Cognitive Biases in Signal Interpretation

00:23:46
Speaker
So let me talk about a couple misreads here that you can make.
00:23:51
Speaker
So the idea of, The recency and virility bias. So loud does not mean likely. The idea of something that's all over the news, it's not likely a weak signal.
00:24:06
Speaker
um The idea of survivorship bias, this is where you only hear about the winners. You don't hear about the losers. That can easily detract you away from um reading correctly ah whether something is a weak signal or not.
00:24:20
Speaker
There's also the category fallacy where something is very firm, specific, and not talking about an entire industry or an entire trend. For instance, Starbucks closing some stores, even if they they close 1,000 stores, that could be something that's only in the coffee industry.
00:24:36
Speaker
Now, if they close 5,000 stores, now you're talking about things that could be affecting the entire economy. Maybe there's other things at play. So you've got to really look at the ones that are category specific.

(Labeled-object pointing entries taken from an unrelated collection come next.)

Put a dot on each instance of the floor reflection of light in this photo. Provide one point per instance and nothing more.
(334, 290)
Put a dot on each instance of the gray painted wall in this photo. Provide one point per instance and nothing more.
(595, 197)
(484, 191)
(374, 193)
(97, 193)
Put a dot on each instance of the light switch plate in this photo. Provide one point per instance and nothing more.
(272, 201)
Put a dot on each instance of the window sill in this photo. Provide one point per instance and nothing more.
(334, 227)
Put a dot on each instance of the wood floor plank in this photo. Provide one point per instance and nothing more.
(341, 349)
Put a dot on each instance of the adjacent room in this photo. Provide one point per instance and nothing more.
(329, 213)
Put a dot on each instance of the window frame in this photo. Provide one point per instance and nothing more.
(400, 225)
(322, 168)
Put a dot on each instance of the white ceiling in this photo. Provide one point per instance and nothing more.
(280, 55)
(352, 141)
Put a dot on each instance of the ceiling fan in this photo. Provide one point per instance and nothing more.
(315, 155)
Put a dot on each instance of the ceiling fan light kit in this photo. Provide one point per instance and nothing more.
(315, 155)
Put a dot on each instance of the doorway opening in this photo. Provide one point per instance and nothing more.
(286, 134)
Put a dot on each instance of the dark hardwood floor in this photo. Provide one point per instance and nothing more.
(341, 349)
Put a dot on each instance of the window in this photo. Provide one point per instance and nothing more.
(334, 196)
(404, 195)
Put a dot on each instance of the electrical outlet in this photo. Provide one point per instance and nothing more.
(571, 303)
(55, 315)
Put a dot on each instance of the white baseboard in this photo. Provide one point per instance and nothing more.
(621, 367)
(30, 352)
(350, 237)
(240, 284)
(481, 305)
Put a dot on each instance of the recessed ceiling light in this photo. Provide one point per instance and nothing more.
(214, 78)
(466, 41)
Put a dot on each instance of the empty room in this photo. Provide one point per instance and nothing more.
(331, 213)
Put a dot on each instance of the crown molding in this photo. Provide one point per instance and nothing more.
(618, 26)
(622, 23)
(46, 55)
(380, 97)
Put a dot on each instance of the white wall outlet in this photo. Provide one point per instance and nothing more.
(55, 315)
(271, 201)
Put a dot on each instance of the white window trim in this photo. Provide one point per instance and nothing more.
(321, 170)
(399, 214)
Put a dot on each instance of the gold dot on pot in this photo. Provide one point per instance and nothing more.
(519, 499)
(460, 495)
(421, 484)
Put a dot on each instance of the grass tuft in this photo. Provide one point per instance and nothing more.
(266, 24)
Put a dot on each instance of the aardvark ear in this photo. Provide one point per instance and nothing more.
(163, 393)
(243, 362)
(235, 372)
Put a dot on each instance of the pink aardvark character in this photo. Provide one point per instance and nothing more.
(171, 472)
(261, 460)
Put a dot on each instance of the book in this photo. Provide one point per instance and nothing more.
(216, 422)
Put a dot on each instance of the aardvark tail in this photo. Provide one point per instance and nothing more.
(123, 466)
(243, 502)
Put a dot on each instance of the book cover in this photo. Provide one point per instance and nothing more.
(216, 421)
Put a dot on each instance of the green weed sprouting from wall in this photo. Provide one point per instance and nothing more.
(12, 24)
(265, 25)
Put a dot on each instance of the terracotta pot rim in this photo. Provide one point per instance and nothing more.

Conclusion: Opportunities in Weak Signals

00:24:48
Speaker
And so to close off today's podcast, weak signals aren't predictions. They're invitations. This is an invitation to explore ah potential new launch into a new trend.
00:25:05
Speaker
This is your edge, and you've got to be open-minded and disciplined. The discipline part comes in keeping track of these weak signals over time. It's very easy to read something on the news and then dismiss it.
00:25:19
Speaker
It's very easy to have a conversation with somebody and then dismiss it. The discipline comes writing that down and revisiting it in two weeks or months later and see what the trend line looks like.
00:25:32
Speaker
Because if you're seeing more and more chatter in that direction, then there's likely something there behind the weak signal. But if you don't remember whether or not you talked about it, then it's it's a moot point. Whether Starbucks is reshaping their cafe framework or the you know well women's sports is rewriting their future, those are all elements that could have been read early on.
00:25:55
Speaker
The idea with Starbucks is left to be um determined. and your call to action as a business leader is to not only think about what we've talked about today with the weak signals and how they could be in affecting your particular market,
00:26:11
Speaker
But also send this to somebody who is always thinking about um the future or especially those who notice things first. I have friends that are in my domain that that are very good at picking up small clues.
00:26:25
Speaker
If you send them this podcast, it'll give them something to focus on. And then you can use them as as a resource for these monthly meetings when you talk about weak signals.
00:26:36
Speaker
um Ultimately, it is a very powerful tool. Steve Jobs was really good at this tool, being able to look at things. And you know they said that he can look around the corner. Well, a lot of that had to do with weak signals. A lot of that had to do with understanding the market and truly understanding the customer.
00:26:53
Speaker
We're going to do an entire podcast where we really dive deep into what it takes to truly understand the customer. Understanding the customer does not mean that you simply do marketing surveys, that you sit around with potential customers or you send some survey out on social media.
00:27:11
Speaker
That's not knowing the customer. Those are just surveys. And to understand, to deeply understand the customer, there's actually a process, there's a science to it, and it's an art in some ways by being able to look behind the corner,
00:27:26
Speaker
but it's foundationally built upon some true science. And folks like Elon Musk, like Steve Jobs, are trendsetters in their own way in understanding and reading the tea leaves so that they can make decisions for their companies and ultimately show big time success.
00:27:44
Speaker
Thank you for your time. And we'll talk to you later. Cheers.